When we were finished eating, Dan, ever the chipper taskmaster, stood up. “Want to get started on this mess?” he asked.

He didn’t wait for a response. I suspected he was trying to keep the evening’s momentum moving forward. He probably feared a pause, a moment in which I could turn to him and announce that it was time for him to go. He didn’t know how happy I was to see him there.

And he had been right about the mess. It wasn’t as bad as it looked. It was a mess, but it was a simple mess. Hardly anything was broken. Things just needed to be put back in their places, which we managed to do, working together. We still didn’t say much, except when Dan asked me questions about where to put things. It took about an hour. A lamp I had purchased from Goodwill had its bulb broken. An old calculator I used to figure grades was smashed. And near the end, right when everything was pretty much put back in order, Dan handed me a framed photo. It showed Mom, Paul, Ronnie, and me. The glass was shattered. It looked as if someone had dropped a brick on it. I shook the shards of glass loose. We all looked happy for some reason. I remembered the photo being taken about three years earlier, not long after I had graduated from college and a couple of years after Dad had died.

“Be careful,” Dan said.

I stared at the photo a long time, felt the tears starting to come, and fought them off. But I couldn’t hide it from Dan.

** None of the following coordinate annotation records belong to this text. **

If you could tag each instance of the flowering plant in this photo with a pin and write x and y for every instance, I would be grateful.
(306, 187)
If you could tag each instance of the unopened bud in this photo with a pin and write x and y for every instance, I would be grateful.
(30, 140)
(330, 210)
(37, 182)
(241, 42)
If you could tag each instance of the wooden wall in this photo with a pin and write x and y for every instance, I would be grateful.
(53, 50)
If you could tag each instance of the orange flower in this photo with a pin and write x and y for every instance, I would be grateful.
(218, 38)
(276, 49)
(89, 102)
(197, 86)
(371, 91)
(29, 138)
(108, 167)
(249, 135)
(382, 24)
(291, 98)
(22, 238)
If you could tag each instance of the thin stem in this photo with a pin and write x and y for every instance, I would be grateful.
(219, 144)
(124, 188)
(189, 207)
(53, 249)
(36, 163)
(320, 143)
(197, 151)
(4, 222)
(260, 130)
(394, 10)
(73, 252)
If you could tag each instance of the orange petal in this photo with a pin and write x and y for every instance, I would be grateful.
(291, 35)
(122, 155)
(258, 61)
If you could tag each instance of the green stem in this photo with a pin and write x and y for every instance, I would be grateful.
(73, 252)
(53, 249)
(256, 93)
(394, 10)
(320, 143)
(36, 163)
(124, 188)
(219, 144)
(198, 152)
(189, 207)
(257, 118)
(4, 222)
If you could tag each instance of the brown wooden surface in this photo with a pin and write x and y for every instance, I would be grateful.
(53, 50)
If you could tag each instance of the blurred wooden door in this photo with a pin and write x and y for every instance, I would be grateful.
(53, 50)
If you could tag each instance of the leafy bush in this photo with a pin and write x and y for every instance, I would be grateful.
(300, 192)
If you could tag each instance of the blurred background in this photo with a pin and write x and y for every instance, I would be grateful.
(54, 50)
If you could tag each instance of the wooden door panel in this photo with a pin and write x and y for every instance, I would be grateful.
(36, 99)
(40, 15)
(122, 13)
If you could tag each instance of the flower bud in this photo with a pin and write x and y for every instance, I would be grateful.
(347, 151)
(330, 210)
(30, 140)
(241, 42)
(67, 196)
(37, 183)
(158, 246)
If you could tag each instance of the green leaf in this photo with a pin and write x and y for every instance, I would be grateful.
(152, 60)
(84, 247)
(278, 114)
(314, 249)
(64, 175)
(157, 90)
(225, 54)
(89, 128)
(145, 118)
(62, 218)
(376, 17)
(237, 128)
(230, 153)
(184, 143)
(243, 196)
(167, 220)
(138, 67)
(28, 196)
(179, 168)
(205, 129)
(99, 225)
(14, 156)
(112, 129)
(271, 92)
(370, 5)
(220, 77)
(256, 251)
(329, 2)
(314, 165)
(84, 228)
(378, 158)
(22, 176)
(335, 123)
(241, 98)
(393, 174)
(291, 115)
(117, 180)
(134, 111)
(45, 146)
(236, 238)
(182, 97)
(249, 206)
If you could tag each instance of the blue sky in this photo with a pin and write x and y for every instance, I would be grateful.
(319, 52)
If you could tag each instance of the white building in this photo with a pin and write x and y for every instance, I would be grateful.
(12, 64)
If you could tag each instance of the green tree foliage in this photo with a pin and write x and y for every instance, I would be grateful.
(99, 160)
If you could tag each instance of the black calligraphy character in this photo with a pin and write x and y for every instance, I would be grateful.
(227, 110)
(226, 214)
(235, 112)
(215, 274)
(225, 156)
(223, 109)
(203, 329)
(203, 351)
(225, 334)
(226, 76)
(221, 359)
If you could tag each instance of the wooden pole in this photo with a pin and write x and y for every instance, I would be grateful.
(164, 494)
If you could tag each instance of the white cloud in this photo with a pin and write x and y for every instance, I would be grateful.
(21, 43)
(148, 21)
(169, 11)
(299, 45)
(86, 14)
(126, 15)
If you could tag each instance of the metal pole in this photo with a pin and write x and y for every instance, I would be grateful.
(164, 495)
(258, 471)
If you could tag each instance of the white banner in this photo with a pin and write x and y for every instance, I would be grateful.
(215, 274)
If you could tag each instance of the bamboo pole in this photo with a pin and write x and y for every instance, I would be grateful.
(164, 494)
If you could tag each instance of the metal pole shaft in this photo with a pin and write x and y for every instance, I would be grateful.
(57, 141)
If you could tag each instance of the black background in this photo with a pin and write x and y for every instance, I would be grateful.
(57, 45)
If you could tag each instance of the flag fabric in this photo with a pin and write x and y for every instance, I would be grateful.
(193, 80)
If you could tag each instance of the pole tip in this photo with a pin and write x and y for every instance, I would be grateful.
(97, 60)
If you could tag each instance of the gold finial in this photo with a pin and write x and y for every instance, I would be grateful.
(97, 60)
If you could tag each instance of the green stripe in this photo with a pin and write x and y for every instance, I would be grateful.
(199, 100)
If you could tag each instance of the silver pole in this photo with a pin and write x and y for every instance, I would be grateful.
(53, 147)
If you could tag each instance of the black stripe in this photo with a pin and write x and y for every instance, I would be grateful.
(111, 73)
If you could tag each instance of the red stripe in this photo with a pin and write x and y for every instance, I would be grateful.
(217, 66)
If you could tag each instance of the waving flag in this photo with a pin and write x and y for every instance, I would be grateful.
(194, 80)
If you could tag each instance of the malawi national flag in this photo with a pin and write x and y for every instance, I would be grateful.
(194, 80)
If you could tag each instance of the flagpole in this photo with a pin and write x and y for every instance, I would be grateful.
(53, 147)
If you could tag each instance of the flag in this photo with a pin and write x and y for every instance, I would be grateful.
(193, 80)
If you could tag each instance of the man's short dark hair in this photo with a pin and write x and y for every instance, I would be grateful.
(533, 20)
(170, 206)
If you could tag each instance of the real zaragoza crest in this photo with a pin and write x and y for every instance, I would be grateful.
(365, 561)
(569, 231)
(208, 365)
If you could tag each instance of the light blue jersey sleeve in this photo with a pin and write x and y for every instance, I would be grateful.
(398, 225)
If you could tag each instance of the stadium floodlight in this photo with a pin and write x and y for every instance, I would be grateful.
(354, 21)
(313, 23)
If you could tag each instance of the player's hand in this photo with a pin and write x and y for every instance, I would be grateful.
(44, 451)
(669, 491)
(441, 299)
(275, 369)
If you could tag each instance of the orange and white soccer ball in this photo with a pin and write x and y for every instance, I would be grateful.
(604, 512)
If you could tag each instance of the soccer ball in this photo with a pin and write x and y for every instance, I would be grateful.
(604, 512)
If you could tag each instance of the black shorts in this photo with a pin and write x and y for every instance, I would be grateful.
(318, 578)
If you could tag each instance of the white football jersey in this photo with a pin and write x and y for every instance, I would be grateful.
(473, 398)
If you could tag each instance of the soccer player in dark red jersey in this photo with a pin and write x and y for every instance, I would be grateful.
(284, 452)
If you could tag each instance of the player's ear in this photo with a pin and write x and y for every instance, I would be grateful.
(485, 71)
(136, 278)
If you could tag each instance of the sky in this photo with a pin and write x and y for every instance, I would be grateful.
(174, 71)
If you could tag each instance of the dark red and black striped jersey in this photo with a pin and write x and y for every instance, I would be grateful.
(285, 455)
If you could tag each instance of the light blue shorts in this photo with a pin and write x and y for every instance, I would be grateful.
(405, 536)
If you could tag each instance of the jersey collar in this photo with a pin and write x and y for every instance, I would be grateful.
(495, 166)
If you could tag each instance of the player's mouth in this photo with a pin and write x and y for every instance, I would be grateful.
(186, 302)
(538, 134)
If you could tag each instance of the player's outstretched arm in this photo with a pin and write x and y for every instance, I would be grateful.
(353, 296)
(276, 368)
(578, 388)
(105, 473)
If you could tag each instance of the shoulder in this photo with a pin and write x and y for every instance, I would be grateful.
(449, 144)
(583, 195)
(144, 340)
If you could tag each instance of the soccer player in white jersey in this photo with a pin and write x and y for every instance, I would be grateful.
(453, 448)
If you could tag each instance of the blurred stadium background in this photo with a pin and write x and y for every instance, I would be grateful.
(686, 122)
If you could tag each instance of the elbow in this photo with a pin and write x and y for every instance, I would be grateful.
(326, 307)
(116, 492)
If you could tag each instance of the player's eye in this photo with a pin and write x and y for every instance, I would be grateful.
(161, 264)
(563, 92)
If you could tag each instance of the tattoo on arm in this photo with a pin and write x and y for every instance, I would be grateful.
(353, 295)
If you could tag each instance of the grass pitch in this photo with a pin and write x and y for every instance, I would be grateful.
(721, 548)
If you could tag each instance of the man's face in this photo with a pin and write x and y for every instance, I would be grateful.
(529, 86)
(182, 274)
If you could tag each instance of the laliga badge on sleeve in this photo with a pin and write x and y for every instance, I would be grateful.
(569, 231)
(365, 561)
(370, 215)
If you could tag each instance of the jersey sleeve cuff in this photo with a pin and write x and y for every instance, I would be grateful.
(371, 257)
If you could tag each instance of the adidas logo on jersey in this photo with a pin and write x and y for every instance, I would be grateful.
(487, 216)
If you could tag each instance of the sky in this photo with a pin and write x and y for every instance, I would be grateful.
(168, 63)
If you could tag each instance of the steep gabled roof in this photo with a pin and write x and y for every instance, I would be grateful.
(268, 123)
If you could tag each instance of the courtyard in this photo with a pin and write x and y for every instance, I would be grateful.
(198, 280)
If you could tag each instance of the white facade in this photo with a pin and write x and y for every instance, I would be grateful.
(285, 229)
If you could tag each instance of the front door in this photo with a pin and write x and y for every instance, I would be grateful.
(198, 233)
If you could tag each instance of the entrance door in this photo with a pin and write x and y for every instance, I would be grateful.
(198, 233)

“It doesn’t look like the photo’s damaged,” he said. “And we can buy a new frame for it.”

We, he said. Always willing to share the load.

“It’s not this,” I said.

“What isn’t?” he asked.

“Everything.” I put the photo down. “Remember that talk we had on the night of the funeral? The one about how cut off I was from my family?”

“Sure,” he said.

“I’m not getting any better,” I said. “I’m getting worse.”

“In two days? You can’t expect—”

I cut him off. I didn’t want to be encouraged or placated. I took him by the hand, and we went over to the couch. After we sat down and got settled, I told him about Paul encouraging my mom to have Ronnie put somewhere and how that led to the argument I had with Paul at the hospital. Dan listened patiently, nodding as I went through blow by blow. When I was finished, he didn’t say anything. He sipped from his beer.